After a decade when the only person to take her seriously was Woody Allen, Scarlett Johansson seems to have found her groove of late, with the new actioner Lucy as further confirmation of her niche.

She’s been a poker-faced Russian comic book heroine in The Avengers universe, a murderously humourless alien in Under the Skin and a voice a guy could fall in love with in Her. And that’s the polished skill-set she brings to Lucy, a vulnerable college student whose poor choice in beaus gets her tangled up with a Korean/Taiwanese mob about to unleash an irresistible new drug on Europe. Besson’s script may let her (and Morgan Freeman) down in the third act, but the 89 minute-long Lucy is so brisk it’ll give you whiplash. Even marginal thrillers benefit from a director and star who have a sense of urgency and are as hell-bent as this on not overstaying their welcome. 

Planes: Fire and Rescue


Stars: Dane Cook, Ed Harris, Julie Bowen.

Director: Roberts Gannaway.

Rated: PG

Showing: Fri 2:30pm, 6pm; 

Sat 2pm, 4:15pm, 6pm; 2pm,  4:30pm, 7pm; Mon-Wed

2:30pm, 6pm.

Runtime: 83 minutes

Animation, adventure, comedy.

Planes: Fire & Rescue is roughly twice as good as its predecessor, Planes, which was so story-and-laugh starved it would have given “direct-to-video” a bad name.

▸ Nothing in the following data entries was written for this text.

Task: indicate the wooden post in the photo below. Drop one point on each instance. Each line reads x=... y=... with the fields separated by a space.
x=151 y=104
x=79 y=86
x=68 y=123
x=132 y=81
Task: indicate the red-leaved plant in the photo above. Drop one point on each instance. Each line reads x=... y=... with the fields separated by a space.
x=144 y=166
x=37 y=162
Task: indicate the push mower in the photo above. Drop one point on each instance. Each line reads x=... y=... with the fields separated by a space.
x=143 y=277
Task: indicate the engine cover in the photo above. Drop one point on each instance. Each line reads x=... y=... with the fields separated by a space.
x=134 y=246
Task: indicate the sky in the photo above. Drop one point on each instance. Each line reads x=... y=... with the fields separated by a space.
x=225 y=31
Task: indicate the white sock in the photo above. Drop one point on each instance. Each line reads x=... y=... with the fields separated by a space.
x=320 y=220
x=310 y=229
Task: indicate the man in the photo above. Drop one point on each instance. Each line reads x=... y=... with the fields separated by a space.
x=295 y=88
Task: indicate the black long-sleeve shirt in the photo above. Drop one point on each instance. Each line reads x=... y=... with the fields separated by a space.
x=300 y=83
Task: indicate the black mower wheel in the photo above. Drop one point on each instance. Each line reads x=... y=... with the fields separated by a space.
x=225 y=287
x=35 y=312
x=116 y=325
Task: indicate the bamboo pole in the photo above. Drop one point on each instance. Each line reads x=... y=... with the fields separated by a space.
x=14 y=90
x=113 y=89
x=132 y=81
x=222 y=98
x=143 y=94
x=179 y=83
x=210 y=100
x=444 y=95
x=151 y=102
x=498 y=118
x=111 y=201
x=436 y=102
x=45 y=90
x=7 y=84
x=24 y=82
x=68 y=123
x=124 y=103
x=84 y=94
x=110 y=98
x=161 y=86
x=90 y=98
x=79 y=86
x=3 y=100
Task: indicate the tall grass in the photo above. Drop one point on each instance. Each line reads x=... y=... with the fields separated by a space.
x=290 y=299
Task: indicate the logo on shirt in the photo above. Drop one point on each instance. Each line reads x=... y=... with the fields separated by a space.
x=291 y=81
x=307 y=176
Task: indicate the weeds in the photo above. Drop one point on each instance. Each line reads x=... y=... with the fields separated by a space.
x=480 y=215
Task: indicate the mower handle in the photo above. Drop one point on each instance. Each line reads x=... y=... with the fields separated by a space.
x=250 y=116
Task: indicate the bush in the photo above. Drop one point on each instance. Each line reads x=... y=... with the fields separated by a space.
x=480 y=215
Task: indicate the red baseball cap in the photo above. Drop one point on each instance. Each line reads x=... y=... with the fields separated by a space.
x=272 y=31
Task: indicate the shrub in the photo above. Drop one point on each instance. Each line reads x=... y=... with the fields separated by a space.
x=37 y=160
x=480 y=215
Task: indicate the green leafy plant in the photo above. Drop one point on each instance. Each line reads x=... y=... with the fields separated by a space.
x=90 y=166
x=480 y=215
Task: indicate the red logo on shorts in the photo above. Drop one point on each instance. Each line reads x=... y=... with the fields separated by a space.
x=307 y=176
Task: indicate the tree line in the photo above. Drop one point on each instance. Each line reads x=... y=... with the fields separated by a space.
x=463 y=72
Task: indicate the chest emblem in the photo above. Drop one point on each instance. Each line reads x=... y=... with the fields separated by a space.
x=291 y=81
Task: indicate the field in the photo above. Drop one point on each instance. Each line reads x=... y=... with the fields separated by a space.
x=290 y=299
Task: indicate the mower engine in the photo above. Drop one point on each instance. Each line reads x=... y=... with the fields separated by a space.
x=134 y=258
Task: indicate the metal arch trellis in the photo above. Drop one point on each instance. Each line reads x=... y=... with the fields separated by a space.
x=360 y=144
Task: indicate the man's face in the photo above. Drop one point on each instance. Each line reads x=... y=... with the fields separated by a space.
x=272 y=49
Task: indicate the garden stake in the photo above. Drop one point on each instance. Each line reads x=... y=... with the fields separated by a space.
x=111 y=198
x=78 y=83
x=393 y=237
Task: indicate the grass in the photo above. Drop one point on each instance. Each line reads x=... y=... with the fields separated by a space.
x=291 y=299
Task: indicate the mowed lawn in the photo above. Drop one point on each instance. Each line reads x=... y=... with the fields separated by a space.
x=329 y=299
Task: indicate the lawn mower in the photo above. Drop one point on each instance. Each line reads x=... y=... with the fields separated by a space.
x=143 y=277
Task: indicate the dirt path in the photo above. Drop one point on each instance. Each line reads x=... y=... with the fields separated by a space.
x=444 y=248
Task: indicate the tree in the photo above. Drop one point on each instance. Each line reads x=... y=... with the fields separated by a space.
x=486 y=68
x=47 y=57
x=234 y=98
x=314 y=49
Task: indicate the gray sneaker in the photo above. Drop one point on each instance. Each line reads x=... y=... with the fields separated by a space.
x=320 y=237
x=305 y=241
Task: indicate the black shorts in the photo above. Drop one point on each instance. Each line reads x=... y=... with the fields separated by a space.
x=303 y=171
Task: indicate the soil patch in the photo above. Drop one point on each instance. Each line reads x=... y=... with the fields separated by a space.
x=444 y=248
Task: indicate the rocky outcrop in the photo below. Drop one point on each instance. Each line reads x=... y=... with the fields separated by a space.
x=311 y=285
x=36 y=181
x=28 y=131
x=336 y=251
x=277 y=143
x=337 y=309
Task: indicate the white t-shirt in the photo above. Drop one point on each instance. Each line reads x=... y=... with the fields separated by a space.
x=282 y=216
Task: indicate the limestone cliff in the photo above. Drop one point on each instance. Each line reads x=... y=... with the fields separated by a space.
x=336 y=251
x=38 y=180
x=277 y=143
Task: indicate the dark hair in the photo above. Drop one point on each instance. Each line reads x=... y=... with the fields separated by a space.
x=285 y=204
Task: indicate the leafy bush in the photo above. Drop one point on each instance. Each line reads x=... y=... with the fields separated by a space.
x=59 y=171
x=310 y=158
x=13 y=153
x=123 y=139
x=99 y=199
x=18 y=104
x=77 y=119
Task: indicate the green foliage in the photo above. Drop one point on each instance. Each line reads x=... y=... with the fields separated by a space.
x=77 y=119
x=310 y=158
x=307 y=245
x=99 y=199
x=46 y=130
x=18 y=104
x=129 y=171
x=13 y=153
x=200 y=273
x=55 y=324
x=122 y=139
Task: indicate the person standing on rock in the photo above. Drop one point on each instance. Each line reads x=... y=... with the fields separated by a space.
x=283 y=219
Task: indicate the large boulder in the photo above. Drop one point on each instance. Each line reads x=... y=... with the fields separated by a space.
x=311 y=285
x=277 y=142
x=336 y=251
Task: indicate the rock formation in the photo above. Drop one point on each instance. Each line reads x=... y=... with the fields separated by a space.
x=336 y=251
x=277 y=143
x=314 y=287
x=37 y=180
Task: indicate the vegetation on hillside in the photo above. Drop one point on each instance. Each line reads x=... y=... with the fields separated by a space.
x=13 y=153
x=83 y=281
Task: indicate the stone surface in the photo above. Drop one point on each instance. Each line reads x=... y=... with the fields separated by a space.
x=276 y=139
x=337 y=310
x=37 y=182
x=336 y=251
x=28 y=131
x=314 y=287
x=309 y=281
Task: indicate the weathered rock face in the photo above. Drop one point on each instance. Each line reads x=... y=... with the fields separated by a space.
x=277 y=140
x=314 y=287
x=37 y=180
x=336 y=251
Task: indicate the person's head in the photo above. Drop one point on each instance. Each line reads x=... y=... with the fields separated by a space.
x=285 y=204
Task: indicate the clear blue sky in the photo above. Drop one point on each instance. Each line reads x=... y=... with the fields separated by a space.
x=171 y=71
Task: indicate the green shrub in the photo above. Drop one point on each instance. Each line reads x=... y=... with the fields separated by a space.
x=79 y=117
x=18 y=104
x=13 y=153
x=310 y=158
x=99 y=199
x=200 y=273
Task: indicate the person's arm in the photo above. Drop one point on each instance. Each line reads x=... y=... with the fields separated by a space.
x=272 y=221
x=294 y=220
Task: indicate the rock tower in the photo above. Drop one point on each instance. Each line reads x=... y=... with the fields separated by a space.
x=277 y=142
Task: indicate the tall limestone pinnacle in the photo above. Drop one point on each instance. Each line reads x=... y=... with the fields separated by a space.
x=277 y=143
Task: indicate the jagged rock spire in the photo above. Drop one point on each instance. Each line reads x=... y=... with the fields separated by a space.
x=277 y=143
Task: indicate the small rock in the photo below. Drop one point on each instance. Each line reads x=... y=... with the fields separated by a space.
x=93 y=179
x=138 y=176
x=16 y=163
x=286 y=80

Yes, there was nowhere to go but up.

The sequel’s story is about something — Dusty the racing plane learns to be a S.E.A.T., a Single Engine Ariel Tanker, a fire-fighting plane. For very young children, it offers animated suspense and lovely and exciting animated aerial footage of planes and helicopters fighting forest fires in the American West. 

The characters are, to a one, stiffs. But bringing in Ed Harris (as a no-nonsense trainer / helicopter), Hal Holbrook (voicing an ancient fire truck) and Wes Studi (a Native American Sikorsky Sky Crane chopper) classes things up. 

Liberty Theatre



Stars: Dwayne Johnson, John Hurt, Ian McShane

Director: Brett Ratner

Rated: PG-13

Showing: Fri-Sat 2:30pm, 6pm, 9pm; Sun 2:30pm, 5:30pm; Mon-Wed 2:30pm, 6pm, 9pm.

Runtime: 98 minutes

Action, adventure

Having endured his legendary twelve labours, Hercules, the Greek demigod, has his life as a sword-for-hire tested when the King of Thrace and his daughter seek his aid in defeating a tyrannical warlord. 

Neptune Theatre

Dawn of the Planet of the Apes


Stars: Andy Serkis, Jason Clarke, Gary Oldman, Keri Russell, Toby Kebbell.

Director: Matt Reeves

Rated: PG-13

Showing: Fri-Sat 7:30pm; Sun 5:30pm; Mon-Wed 7pm.

Runtime: 126 minutes

Action, drama, sci-fi.

Dawn of the Planet of the Apes is an action-packed epic, a moving sci-fi allegory rendered in broad, lush strokes by the latest state of the computer animator’s art. Yes, you will believe a chimp can talk, ride a horse and fire a machine gun. These evolved animated apes have fur with feeling, expressive faces, fangs and eyes that show them well on their way to being human.

Dawn illustrates the accelerating pace of improvements to CGI — with performances built around motion-capture-suited actors Andy Serkis and Toby Kebbell, among others — in sequences so dazzling your jaw will drop.